Detrás del brillo de una pieza de plata existe una historia que comienza varios metros bajo tierra.
En las minas de Real del Monte, el trabajo inicia con la búsqueda de una veta, una delgada franja incrustada entre toneladas de roca que contiene el mineral. Encontrarla no significa riqueza inmediata, implica extraer grandes cantidades de piedra para obtener apenas una pequeña porción de plata.
"Se puede tumbar una tonelada de piedra y sacar muy poca plata, no toda la roca sirve; solamente una hebra, la veta, es la que realmente paga", explicó Margarito Moedano Gómez, quien ingresó a la mina a los 16 años.
Durante décadas trabajó como perforista, uno de los oficios más especializados dentro de la minería. Su labor consistía en barrenar la roca, preparar los explosivos y provocar el desprendimiento del mineral. Después, el material era transportado hasta la planta Hacienda de Beneficio de Loreto, en Pachuca, donde comenzaba el proceso para obtener la plata.
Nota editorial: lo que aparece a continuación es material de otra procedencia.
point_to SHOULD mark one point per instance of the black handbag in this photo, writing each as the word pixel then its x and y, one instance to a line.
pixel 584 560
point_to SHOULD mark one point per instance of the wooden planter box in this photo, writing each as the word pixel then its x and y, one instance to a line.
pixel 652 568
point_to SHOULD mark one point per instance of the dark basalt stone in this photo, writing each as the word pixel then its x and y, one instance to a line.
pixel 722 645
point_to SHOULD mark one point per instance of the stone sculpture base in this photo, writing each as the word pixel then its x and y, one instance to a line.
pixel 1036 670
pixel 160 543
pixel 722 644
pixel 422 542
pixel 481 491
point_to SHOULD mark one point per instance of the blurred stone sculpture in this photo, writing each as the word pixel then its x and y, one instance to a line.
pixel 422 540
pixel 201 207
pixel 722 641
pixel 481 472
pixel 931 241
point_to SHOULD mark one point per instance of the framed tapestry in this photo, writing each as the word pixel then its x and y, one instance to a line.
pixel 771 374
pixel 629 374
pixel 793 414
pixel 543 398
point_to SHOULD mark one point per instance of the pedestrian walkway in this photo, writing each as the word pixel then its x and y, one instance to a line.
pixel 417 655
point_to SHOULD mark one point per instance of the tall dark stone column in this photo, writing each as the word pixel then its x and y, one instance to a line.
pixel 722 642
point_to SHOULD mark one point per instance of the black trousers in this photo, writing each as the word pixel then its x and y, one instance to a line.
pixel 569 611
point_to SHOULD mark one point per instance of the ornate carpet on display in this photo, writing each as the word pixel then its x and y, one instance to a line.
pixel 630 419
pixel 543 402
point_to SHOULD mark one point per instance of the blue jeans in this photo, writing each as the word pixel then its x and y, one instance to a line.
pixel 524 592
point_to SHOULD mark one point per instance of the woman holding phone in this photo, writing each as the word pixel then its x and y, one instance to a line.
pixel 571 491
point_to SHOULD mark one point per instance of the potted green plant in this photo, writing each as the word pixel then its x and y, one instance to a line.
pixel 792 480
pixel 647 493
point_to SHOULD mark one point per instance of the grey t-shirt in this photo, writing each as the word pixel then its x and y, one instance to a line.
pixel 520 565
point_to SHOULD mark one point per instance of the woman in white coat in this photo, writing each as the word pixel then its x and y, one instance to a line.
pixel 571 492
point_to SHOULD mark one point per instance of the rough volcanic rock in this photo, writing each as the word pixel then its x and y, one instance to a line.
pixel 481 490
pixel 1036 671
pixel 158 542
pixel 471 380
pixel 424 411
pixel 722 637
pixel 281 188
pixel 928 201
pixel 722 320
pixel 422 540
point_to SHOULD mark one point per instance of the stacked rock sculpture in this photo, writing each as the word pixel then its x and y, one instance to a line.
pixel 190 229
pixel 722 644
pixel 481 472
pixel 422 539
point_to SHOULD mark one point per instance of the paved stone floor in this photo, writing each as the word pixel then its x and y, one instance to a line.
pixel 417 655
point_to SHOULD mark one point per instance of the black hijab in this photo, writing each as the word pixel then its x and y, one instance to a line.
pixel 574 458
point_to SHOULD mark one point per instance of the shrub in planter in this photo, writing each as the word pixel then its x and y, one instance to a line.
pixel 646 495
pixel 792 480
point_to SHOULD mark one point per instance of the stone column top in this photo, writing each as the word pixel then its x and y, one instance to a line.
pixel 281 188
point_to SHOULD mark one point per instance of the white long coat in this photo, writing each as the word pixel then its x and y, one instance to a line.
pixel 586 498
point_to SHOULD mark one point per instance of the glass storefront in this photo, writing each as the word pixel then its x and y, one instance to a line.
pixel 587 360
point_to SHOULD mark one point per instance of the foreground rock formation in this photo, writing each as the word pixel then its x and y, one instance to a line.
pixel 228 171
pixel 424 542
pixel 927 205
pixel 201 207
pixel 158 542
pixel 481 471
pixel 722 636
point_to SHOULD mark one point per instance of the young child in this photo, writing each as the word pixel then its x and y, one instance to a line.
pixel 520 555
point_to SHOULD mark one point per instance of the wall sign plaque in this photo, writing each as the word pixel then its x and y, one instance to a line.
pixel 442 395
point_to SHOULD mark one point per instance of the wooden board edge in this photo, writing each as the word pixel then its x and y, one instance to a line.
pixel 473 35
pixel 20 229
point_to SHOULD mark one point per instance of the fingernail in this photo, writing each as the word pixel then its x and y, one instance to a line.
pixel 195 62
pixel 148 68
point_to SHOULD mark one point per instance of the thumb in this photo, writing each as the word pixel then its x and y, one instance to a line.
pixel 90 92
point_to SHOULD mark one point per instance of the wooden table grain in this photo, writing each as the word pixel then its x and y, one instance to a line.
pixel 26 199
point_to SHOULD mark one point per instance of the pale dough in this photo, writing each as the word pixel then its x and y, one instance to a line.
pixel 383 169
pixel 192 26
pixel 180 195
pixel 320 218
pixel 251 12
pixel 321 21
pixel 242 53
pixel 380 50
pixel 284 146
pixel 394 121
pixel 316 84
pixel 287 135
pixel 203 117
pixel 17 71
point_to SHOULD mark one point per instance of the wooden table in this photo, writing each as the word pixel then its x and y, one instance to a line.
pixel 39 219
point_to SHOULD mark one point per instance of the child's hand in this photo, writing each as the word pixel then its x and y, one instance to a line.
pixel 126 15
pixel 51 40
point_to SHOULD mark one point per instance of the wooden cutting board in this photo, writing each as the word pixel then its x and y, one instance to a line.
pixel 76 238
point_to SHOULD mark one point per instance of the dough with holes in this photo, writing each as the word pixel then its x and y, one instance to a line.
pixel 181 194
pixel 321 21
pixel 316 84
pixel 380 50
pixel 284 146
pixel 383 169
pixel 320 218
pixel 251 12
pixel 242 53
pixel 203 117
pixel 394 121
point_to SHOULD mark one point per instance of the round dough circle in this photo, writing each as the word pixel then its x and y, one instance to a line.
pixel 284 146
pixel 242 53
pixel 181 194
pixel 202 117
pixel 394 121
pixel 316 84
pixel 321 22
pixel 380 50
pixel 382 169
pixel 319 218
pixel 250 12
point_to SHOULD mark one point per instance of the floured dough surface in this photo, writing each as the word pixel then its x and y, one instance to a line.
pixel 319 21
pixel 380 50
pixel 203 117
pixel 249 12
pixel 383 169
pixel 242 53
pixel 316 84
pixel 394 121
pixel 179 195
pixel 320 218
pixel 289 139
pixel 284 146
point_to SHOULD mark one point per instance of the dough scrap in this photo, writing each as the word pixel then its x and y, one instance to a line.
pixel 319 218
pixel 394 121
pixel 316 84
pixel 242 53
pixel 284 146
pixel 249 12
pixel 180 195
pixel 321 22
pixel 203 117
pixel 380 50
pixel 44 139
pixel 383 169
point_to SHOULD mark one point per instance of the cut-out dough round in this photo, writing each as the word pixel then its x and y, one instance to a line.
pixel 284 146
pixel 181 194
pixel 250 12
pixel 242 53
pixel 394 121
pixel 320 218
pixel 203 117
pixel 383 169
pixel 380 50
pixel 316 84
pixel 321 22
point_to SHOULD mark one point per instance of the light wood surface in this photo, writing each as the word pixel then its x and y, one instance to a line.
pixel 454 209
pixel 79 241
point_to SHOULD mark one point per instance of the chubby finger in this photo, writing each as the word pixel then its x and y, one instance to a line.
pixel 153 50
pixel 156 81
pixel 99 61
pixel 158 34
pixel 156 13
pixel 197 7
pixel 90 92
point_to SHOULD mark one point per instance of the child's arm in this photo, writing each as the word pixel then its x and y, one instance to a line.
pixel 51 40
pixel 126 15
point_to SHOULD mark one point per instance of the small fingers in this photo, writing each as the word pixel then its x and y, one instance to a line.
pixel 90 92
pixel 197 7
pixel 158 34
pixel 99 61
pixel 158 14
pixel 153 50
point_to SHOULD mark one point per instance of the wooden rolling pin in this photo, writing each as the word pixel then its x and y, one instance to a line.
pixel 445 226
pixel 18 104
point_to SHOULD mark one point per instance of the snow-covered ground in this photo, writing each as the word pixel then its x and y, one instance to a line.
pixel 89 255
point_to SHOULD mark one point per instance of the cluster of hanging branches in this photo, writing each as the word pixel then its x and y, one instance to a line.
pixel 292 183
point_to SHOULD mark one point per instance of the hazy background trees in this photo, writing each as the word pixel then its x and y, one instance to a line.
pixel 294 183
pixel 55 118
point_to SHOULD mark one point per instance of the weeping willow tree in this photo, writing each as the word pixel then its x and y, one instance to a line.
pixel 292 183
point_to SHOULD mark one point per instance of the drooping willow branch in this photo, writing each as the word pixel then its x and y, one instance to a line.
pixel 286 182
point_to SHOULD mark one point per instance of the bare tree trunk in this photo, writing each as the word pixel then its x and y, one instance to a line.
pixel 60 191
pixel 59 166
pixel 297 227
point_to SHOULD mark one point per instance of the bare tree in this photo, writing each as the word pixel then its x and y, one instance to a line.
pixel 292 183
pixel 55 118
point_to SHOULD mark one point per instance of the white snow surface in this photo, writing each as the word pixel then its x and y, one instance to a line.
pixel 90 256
El metal, sin embargo, todavía estaba lejos de convertirse en una joya.
Los lingotes que salen de la fundición llegan a los talleres de los plateros, donde atraviesan una nueva transformación. Samir Edwin Monroy Viveros, maestro joyero de Real del Monte, explica que primero pasan por un proceso conocido como granallado o "palomeo", mediante el cual la plata se convierte en pequeñas esferas que facilitan el trabajo artesanal. ¡A partir de ahí comienza el oficio!
La plata vuelve al fuego para fundirse nuevamente, transformarse en alambres o láminas y dar forma a cada diseño. Dependiendo de la pieza, el proceso puede realizarse completamente a mano o mediante técnicas como la cera perdida, que permite obtener moldes a partir de figuras elaboradas en cera.
Después llegan el lijado, la soldadura, el pulido, el montaje de piedras y los acabados finales. Cada etapa requiere precisión, aunque el tiempo varía según la complejidad del diseño. "Hay piezas sencillas que pueden hacerse en media hora, pero otras requieren semanas", señaló Monroy.
Una de las más complejas que ha elaborado fue un collar de filigrana con dos colibríes, un quetzal y ópalos naturales, creado para el Gran Concurso de Arte Popular Mexicano de 2022. La pieza fue realizada completamente a mano y tomó cerca de un mes de trabajo.
Aunque hoy es maestro platero, Samir comenzó a aprender el oficio cuando tenía 12 años. Un artesano proveniente de Taxco enseñó la técnica a su madre y a su tío; poco después él se incorporó al taller familiar y actualmente también trabaja junto a su hermano.
Además de fabricar joyería comercial, el taller desarrolla piezas personalizadas a partir de las ideas de los clientes.
"Muchas veces llegan con un simple dibujo y nosotros lo convertimos en una joya, siempre digo que la vida es una joya porque ayudamos a hacer realidad pequeños sueños", comentó.
Del otro lado de la historia está Margarito Moedano, quien dejó la minería hace más de dos décadas. Hoy vende elotes y esquites en un carrito inspirado en una góndola minera y mantiene una pequeña tienda, pero asegura que ningún empleo ha igualado la experiencia de trabajar bajo tierra.
"No he tenido un trabajo como el de la mina, era muy familiar, si pasaba un accidente todos dejábamos nuestras herramientas para ayudar a un hermano minero", recordó.
Ese sentido de pertenencia es el que busca representar durante el Festival de la Plata, donde participará en homenaje a quienes construyeron la historia minera del municipio.
La extracción del mineral y el trabajo artesanal volverán a encontrarse del 30 de julio al 2 de agosto durante el Festival de la Plata, que reunirá a plateros hidalguenses, exhibiciones de joyería, venta de piezas, actividades culturales y una muestra gastronómica.
Más que un escaparate para la platería, el encuentro busca recordar que detrás de cada anillo, collar o pulsera existe una cadena de oficios que comienza en la oscuridad de la mina y concluye en el banco de trabajo de un artesano, donde la plata adquiere la forma que finalmente llegará a las manos del público.